£1m for teapot left on the shelf
IT is only five inches tall, had been sitting on a living room shelf for years and has a damaged lid.
But this teapot still sparked an international bidding war that saw it fetch £1million.
The light green pear-shaped pot had been kept as an ornament at the semi-detached Dorset home of an unnamed middle-aged businessman and his wife, and had been in the family for generations.
They did not know it was from the 18th century and had direct connections to the Chinese imperial Qing dynasty. Expert Lee Young, of Duke’s Auctioneers in
Dorchester, who had been invited to the modest property to value some ornaments, said his heart ‘skipped a beat’ when he handled the rare object. He identified the stamp on its base as being that of the Chinese emperor Qianlong – the sixth emperor of the Qing dynasty who reigned between 1735 and 1796 – while the lid has a finial of a peach, which was a symbol of immortality at the time. ‘I realised immediately I was handling a piece made for the emperor himself,’ he said. ‘The quality of the potting marks this piece out as an imperial masterpiece.’ But even he estimated the teapot would probably fetch between £1,000 and £2,000. However, when it went under the hammer in Dorchester on Monday, ten bidders battled to buy it, with the winner bidding £800,000. Auction house fees took the overall price to £1,040,000.
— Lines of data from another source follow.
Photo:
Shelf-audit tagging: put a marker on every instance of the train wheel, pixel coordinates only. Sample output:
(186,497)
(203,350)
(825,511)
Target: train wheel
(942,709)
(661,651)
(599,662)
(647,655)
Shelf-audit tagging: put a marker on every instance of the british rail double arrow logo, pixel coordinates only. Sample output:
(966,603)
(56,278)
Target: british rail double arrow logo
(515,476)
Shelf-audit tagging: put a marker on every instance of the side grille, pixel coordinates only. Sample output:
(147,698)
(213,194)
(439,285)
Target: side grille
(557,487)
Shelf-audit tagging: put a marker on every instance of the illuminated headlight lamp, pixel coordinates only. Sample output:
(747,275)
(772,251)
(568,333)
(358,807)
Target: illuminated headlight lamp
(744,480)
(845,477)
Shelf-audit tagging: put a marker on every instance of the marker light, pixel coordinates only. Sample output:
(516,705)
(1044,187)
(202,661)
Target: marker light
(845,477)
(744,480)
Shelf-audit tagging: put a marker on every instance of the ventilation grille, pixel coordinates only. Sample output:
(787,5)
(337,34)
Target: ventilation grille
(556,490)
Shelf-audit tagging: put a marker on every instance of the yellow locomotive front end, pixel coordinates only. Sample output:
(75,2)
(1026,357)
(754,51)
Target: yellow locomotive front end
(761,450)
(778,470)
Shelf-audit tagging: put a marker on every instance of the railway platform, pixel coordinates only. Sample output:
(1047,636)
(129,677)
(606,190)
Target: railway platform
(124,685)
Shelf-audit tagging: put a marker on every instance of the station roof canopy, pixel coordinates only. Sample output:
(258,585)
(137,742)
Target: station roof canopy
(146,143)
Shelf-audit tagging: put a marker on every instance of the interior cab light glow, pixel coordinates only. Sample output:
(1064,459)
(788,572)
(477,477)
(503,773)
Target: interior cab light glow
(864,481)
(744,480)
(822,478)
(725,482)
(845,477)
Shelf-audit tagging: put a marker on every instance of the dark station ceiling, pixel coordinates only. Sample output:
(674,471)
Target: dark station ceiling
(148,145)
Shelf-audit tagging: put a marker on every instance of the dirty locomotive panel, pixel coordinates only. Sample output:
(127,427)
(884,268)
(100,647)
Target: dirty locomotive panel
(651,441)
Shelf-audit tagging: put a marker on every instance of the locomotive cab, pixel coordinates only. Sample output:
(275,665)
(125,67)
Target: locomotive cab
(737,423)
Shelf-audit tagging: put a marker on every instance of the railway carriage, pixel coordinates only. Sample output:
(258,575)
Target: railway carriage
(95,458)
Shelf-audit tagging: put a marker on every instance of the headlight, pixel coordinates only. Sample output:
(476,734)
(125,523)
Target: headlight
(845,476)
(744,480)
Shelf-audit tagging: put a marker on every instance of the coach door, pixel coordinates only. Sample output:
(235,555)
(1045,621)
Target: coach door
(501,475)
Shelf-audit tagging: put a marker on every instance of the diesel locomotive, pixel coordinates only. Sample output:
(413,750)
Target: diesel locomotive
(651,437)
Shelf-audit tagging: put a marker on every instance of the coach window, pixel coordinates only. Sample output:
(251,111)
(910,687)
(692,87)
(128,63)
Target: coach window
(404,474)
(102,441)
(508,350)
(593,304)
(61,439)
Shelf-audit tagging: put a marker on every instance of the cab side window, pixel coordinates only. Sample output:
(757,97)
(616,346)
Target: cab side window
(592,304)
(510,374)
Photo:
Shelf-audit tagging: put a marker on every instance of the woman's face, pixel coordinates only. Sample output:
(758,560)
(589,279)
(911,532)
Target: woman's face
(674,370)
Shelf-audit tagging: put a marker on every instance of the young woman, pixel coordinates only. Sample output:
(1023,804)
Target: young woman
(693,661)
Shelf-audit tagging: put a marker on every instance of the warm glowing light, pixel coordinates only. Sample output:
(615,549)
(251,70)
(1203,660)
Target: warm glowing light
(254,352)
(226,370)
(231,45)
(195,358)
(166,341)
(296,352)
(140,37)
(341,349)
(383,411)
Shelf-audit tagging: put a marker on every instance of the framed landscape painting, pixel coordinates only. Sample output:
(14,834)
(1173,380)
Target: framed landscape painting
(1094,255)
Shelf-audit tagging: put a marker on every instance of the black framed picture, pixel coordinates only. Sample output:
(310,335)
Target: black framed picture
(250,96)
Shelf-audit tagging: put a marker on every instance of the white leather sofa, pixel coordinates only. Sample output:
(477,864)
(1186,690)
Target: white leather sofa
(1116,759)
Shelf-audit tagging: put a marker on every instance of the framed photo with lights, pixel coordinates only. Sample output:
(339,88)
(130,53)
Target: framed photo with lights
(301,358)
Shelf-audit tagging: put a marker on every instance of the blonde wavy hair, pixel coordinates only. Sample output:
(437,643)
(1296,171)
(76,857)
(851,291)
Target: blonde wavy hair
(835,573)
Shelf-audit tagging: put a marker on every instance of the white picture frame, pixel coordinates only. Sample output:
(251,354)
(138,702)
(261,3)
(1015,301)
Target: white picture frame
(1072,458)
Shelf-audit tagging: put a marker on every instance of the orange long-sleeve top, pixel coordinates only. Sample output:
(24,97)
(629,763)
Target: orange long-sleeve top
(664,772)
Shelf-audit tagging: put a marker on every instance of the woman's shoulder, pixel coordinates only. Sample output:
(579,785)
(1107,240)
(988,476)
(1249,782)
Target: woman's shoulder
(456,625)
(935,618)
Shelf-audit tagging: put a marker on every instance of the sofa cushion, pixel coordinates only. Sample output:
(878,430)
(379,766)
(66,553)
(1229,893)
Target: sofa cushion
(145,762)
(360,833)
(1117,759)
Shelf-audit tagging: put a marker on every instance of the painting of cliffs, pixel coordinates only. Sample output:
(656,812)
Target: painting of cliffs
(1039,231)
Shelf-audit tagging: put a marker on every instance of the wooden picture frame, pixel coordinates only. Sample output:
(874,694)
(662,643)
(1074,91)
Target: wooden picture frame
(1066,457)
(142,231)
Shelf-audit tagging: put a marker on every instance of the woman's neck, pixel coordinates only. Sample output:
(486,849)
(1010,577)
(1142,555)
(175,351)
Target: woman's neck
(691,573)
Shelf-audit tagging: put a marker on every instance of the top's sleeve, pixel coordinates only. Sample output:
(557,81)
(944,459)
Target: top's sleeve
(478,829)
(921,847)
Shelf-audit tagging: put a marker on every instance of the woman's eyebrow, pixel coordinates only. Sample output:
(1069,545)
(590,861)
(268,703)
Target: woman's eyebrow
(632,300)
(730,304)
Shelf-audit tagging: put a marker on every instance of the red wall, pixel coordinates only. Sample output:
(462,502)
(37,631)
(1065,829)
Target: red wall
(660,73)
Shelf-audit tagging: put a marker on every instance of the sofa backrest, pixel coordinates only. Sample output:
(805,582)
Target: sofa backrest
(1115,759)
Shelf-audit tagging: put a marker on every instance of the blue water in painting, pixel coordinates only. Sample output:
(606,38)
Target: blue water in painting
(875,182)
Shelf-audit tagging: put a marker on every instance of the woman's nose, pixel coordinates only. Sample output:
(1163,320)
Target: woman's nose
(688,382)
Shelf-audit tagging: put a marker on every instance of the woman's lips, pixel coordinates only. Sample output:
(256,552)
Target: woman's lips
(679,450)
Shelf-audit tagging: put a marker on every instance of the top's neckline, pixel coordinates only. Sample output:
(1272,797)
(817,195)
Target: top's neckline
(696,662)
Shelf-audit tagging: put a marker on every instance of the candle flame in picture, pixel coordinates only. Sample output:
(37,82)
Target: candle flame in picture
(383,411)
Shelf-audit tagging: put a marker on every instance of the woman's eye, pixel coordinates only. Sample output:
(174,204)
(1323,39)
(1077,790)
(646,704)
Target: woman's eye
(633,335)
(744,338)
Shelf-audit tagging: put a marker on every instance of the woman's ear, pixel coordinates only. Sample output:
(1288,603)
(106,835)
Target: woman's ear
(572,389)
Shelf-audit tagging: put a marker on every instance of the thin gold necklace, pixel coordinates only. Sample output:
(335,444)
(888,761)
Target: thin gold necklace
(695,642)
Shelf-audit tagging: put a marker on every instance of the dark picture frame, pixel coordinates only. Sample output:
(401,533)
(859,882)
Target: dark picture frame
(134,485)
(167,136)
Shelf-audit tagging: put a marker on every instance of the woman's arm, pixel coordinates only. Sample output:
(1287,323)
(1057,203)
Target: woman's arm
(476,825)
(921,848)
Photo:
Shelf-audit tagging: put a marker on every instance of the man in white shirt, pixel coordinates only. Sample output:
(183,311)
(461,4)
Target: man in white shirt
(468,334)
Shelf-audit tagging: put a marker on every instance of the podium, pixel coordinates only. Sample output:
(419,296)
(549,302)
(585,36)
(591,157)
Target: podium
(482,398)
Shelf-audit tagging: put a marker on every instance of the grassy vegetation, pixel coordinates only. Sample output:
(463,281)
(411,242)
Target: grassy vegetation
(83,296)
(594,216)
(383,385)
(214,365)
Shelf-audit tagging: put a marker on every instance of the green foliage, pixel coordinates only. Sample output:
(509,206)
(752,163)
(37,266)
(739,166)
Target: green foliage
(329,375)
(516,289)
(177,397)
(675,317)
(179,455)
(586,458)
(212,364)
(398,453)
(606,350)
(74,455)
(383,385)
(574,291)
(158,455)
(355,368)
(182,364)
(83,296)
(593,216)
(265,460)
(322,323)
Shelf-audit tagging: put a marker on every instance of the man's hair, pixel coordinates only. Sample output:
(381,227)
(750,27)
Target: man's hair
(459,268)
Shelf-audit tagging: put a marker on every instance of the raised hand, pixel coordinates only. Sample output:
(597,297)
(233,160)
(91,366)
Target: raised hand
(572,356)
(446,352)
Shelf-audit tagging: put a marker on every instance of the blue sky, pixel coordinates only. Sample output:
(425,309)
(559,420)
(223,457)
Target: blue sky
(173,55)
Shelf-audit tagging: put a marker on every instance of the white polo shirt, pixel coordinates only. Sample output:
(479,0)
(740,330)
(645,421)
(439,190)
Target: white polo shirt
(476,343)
Mr Young said the newly rich vendor was still in a state of ‘sheer disbelief’. He added: ‘The battle between ten telephone bidders took ten minutes, with the price jumping in £20,000 increments.
‘At one stage the price jumped by £100,000 as a buyer tried to frighten off others.
‘The saleroom was packed and the crowd broke into spontaneous applause when the auctioneer’s gavel fell.’
In the same sale, a Chinese boxwood carving sold for £185,000 and a Jade meerkat figure, expected to sell for £300, fetched £50,000.